Two new SIM fellows
The Netherlands Institute of Human Rights (SIM) at Utrecht University welcomes two new fellows: Jessica Dorsey and Elmin Omičević.
Jessica Dorsey is an Assistant Professor of Education in International and European Law, an Associate Fellow at the International Centre for Counter-Terrorism—The Hague, the Managing Editor of the international law weblog Opinio Juris and an executive board member of Airwars.
Her research and teaching focus on issues at the intersection of international human rights law, international humanitarian law and counterterrorism. She works with colleagues across the Utrecht School of Law in establishing a Legal Skills Academy focusing on integrating and improving skills-based initiatives for law students and teachers, including community-engaged learning plans and programs that promote a human rights approach (such as the TIC-to-TIC program).

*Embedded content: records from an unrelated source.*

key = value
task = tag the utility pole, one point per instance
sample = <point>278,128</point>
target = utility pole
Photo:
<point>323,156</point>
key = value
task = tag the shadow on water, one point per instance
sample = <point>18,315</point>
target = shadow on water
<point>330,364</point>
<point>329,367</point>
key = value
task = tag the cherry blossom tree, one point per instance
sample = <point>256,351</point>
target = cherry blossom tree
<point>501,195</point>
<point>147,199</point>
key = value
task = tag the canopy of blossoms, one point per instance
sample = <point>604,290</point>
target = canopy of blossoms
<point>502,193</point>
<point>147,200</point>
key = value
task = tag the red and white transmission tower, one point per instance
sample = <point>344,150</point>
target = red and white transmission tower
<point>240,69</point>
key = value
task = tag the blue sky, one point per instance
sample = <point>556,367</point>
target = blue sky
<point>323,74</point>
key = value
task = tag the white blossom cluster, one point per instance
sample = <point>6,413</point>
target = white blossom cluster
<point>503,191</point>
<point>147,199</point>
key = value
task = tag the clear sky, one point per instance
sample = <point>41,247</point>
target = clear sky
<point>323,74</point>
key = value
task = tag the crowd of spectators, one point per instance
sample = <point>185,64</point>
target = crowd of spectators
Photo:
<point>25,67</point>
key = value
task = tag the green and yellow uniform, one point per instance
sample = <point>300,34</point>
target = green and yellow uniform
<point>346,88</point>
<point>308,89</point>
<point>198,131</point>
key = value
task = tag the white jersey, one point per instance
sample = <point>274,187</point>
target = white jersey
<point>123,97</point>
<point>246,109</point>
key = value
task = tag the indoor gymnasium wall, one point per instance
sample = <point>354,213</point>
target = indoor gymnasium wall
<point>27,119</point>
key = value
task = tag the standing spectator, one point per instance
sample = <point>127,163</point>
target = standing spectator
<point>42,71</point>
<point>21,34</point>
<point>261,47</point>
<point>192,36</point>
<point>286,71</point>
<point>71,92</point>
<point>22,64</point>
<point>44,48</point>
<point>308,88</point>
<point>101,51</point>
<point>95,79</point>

She has previously held research-based positions for non-governmental organizations and academic research institutes and has advised the European Parliament, European Commission, the United Nations and various other governmental and non-governmental organizations on the use of drones. Her most recent publication was for Chatham House on ensuring transparency and accountability for military drone use.
Elmin Omičević is the new Managing Editor of the Netherlands Quarterly of Human Rights and a PhD candidate in transnational law enforcement and fundamental rights at the Utrecht Centre for Regulation and Enforcement in Europe (RENFORCE) and the Willem Pompe Institute for Criminal Law and Criminology at Utrecht University.

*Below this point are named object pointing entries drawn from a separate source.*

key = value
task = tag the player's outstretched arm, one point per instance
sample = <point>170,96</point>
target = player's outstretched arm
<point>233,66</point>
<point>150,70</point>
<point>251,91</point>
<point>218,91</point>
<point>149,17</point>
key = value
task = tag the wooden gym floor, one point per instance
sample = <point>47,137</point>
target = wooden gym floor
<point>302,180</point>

Elmin’s doctoral research focuses on the external dimension of European agencies and bodies operating in the EU’s Area of Freedom, Security and Justice and, more specifically, questions the extent to which these actors can be held accountable for human rights violations committed in cooperation with countries outside the EU.

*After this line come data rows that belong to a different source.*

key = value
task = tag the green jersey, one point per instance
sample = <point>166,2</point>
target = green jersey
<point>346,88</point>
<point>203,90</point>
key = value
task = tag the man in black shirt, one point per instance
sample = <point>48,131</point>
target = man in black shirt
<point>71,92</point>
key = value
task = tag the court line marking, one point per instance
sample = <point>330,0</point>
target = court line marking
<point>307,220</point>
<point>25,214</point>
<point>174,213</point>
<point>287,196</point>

This research – supervised by Cedric Ryngaert and Michiel Luchtman – suits Elmin’s interest in the precarious relationship between the effective fight against crime and the respect for fundamental rights. Further academic interests include international justice and the Western Balkans region, the position of minorities in society – whether they be ethnic, sexual or gender minorities – and the power of both human rights and criminal law to enhance that position. These themes merge well in Elmin’s scholarly article on hate crimes against LGBT people in the Netherlands, published by the Netherlands Journal for Human Rights (NTM) in 2020.